Утро без рассвета. Книга 1
Шрифт:
Много хребтов и сопок перевалил он, преследуя беглецов. Решил руками младшего брата убить за дерзость его. Мчался ветром на оленях. И стал нагонять упряжку брата. А тот умоляет собачек бежать быстрее. Но они устали и не могли помочь беглецам скрыться от погони.
Тогда пастух обратился к ветру:
— Ветер тундры! Братец ты мой! Помоги мне в несчастье счастье свое спасти. Помоги уйти от погони.
— Долго я помогал тебе. Поддерживал твоих собак, снегом заметал следы нарты. Но теперь устал я. Попроси помощи у солнца.
—
— Не могу я больше помочь тебе. И так долго я не светило тундре. От того умирать она стала.
Оглянулся пастух, смотрит, а погоня уже совсем рядом. И взмолился парень Кутху. Впервые к нему за помощью обратился. Дал всевышний парню силы свои. И, когда нарта старшего брата была совсем близко, махнул рукой пастух и разделила его со старшим братом река. Черная, как злость богача. Крученая, как горе. Холодная, как ярость.

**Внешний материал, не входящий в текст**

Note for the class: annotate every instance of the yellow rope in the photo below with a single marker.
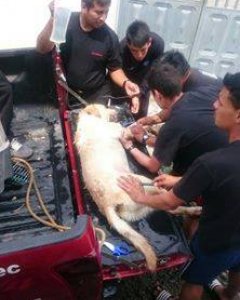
(33, 185)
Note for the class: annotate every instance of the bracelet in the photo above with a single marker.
(124, 83)
(130, 148)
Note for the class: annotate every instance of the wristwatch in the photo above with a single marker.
(145, 138)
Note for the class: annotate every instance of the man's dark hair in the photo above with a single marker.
(232, 83)
(165, 79)
(90, 3)
(176, 59)
(138, 34)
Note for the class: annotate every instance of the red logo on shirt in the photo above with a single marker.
(94, 53)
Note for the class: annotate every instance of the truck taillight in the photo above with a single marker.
(84, 277)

Утонул в этой реке богач. Ни кто не стал спасать его. И погоня отстала. Вот только оленьи табуны не пожелали расстаться с пастухом, как с настоящим своим хозяином. И, переплыв реку, так и остались с парнем. Выращенные добрыми руками его, они отплатили ему преданностью.
А реку эту и по сей день зовут Воямполкой, утопленницей зла и несправедливости. Утопленницей мести.
Утонула в ней и злость Дракона. Не осталось в его душе зла. Старость мудрее становится с годами. Она не способна на месть.
Егор сидит один в своей избе. Вот и утро наступило. Собранный чемодан сиротою к двери прижался. Можно идти. Через час отходит лодка.
Как громко кричат часы. Сейчас он последний раз пойдет по улице Воямполки. Мимо домов, где каждое бревно согрето его руками. Им он отдал не только тепло рук своих, в каждый вложил частицу сердца. Свою жизнь. Как уезжать от них? Навсегда. И снова начинать заново? Но здесь столько прожито и пережито. Здесь он свой. Свой в любом доме. Свой среди людей. Да и куда ехать? К кому? Кто ждет его там? Неизвестность? В старости она плохая попутчика и подруга.
— Нет! Нет! — кричит Егор. И, откинув от двери чемодан, долго ходит по избе, измеряя ее тяжелыми шагами. Стонут половицы, стонет сердце.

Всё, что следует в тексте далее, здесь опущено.